If the news isn’t essentially pabulum, involving fire and police chases and personal tragedies, but instead seeks to unravel the political intrigues that affect legislation and overall governance, these broadcast outlets can reasonably expect trouble with their licensing procedure.

Yet by the immediate example of Fox News and its so-called feature program with former Pres. Clinton, it is now apparent that government oversight doesn’t apply, or is completely relaxed, only when it comes to portraying a right-wing viewpoint.

It is not surprising that other major media outlets, such as the ABC network, have learned this lesson.

Now, the "news" begins to become something that is not news, really, it is propaganda.

Again, this is all quite legal.

Stupid, but it is quite legal.

It must have been that Clinton wanted so badly to sell his two-year program – the Clinton Global Initiative – that he figured he could even appear on Fox TV for an interview, so long as the questions were about the Clinton Global Initiative.

Fool.

Maybe he did not see himself as an easy target.

Nonetheless, once they got him into the studio and on a live set, they had him cold. He would be in front of Fox cameras, with a Fox host asking any number of impossible questions and with no one in the Fox enterprise afraid of dropping a big, unannounced, messy question right in the middle of this Clinton Global Initiative.

Bill Clinton was teed up and ready to be kicked off.

And when they threw out the question, Clinton went right after the bait.

He got visibly, emotionally, attacking mad.

Thank goodness.

Yes, thank goodness!

Whether they intended to or not, the Fox people unleashed the wrath of the ex-president and delivered, for the first time in years, a Democrat who knew what his own policies were, where they were going, who could speak of a topic as sticky and ungainly as attempted murder of Bin Laden candidly, even eloquently.

Clinton showed that he can be as smooth as a diplomat at any time he tried or wanted to do so, but who understood immediately that he was trapped in the enemy’s TV cage and was able and willing to fight back ferociously.

In other words, Clinton showed the Fox TV bushwhackers that they had overplayed their hand, and for a moment viewers saw television that was in fact providing real news. He was mad as hell! No fooling here, Clinton was livid; he wasn’t going to take it any more!

Good.

It’s about time that a clear, strong, principled, intelligent person could rail against this style of asking one sided questions, posed in a setting that is so obviously contrived to make conservative "news" seem like reality.

All the Democrats have been tiptoeing around almost every issue for years. In the process, they have given up even their right to speak out against Bush and his Constitution-contortionism government. They have fallen almost silent. Think of that; it is very perilous.

Why, amazingly, the Democratic Party hierarchy seems still bent on trying on candidates to see which will fit. But what Democratic candidates need to do is get as mad as Bill Clinton.

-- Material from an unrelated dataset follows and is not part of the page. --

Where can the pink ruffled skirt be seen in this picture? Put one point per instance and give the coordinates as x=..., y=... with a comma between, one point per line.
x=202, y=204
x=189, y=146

That is what is missing with all the would-be candidates – they need to get damned angry. Sure, all the Democrats will ask for serious plans and numbers and studies and the like. But what the candidates need to convey to the voters is that the current regime of George Bush is a threatening, dangerous, wall-eyed, deaf, unconstitutional government that is coming very close to usurping the American spirit and replacing it with fear.

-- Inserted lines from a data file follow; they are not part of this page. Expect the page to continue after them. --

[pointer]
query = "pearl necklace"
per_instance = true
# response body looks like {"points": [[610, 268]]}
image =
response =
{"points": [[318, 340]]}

If that does not make you mad, you have gone over to the other side already.

Clinton showed there might still be some life to the opposition after all.

Fox executives may gloat, but it’s a hollow sound.

Amazingly, Fox News chief Roger Ailes had the gall to proclaim that Clinton’s response to the Bin Laden question was "an assault on all journalists."

No, Ailes’ observation is the assault on all journalists.

Clinton answered truthfully.

In fact, maybe he wasn’t being foolish in going on Fox at all. Perhaps he did his nation, and all Americans, a great service.